Squawks are their way to show aggression to each other. This is also an alarming sound that means they use it to warn each other about any severe condition, such as the approaching coati predators. 

These sounds remain high and can easily cut off any individual from other surrounding noises, which is compulsory when you are trying to inform others about possible threats.

Further, they also use it when they feel inconvenienced due to anyone’s presence, including other animals or their own family members (coati).


A little resemblance of this word is with weaning that, shows it related to mother and child. Coati’s mother specifically uses it to ensure the survival of its kit. The mother always whines when its kit or kitten goes away from her, and this process long last until the end of the weaning days of coati baby. 

Note: Using a whining sound after small intervals strengthens the bond between mother and child.

The pitch of this vocalization may be high or low on base conditions. This is just as we call a nearby person politely while we are required to shout for a person who is far away.


Female coatis use bark sounds to alert other females from threats. Male coatis live alone, while female coatis live in the shape of communities on trees to protect their cubs.

Whenever any female coati observes a threat like a predator, it barks that, alerting others to save themselves. 

The pitch of the bark vocal remains high because this is a matter of many lives.


These sounds reveal different meanings because they did not use this sound at any specific moment. Sometimes, they use it during social interactions, and sometimes, they use it to claim a territory. That’s the reason the exact meaning is still under shades.

The pitch of these sounds is also different that is sometime high and sometimes low.

Some Other Sounds

Grunts and squeals are the other sounds that coati use to alarm each other against possible threats. Growling and hissing are used in an encounter between each other or against predators.

This was all about how coati use sounds to communicate with each other. Now, let’s take a quick look at how they use their facial expressions and body postures to communicate with each other.

Coati’s Communication Through Facial Expression

Relaxed Face

A coati with a relaxed face means it is in a calm state.

Bared Teeth

A Coati with bared teeth is directly a coati with full of aggression. No need to make it clear.

Upward Eyebrows And Nose

This reveals that coati is in curious mode and looking to find something around it. These are very curious creatures and mostly stay in inquisitive mode.

In such mode, their ears also tend to the forward side.

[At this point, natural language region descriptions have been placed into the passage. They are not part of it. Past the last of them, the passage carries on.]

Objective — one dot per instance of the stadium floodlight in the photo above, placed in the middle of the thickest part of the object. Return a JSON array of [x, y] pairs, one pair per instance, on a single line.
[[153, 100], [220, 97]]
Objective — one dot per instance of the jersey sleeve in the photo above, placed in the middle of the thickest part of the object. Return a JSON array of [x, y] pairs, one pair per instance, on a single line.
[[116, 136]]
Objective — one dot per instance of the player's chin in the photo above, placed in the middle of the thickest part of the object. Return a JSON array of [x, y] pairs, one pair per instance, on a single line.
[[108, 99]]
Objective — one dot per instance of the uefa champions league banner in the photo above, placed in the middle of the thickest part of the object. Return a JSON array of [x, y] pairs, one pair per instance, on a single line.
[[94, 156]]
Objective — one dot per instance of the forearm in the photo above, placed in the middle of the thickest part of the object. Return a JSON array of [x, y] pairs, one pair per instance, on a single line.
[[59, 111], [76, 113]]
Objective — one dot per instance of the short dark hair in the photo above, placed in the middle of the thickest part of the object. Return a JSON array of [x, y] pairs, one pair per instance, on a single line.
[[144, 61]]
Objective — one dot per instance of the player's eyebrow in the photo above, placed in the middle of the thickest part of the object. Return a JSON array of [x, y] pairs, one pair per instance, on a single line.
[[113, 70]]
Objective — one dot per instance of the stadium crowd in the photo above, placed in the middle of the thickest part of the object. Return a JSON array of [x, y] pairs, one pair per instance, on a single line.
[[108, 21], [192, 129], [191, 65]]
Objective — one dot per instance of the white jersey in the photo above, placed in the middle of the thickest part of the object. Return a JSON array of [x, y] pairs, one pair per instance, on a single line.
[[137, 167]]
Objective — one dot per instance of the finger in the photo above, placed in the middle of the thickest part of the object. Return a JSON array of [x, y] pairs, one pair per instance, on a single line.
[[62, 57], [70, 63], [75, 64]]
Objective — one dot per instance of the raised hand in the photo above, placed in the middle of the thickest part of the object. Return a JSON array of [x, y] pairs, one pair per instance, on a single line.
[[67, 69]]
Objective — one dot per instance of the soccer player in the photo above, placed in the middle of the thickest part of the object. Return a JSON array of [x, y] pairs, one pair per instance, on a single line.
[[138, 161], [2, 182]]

Coati’s Communication Through Body Postures

Standing Tall

They do this when they try to show their dominance. Further, it also reveals that they are active and ready for any step.

Head Bow

Throwing bowing their head to the ground, they show submission and accept their defeat. Further, male coatis also use this technique against females to make them ready for mating.

Arched Back

This posture is not so common, and coati uses it in different encounters, including fighting against other males. This position also reveals their aggression and activeness to make an attack.

Twisting Tail

This reveals their anxiousness while erecting their tail is considered as activeness. Against it, a lowing tail can lead to surrender or submission.

Coati’s Scent Marks Communication

Just like other territory animals, coatis also claim their territory and mark it with their urine. This way, they use scent marks to communicate with their rival coati males.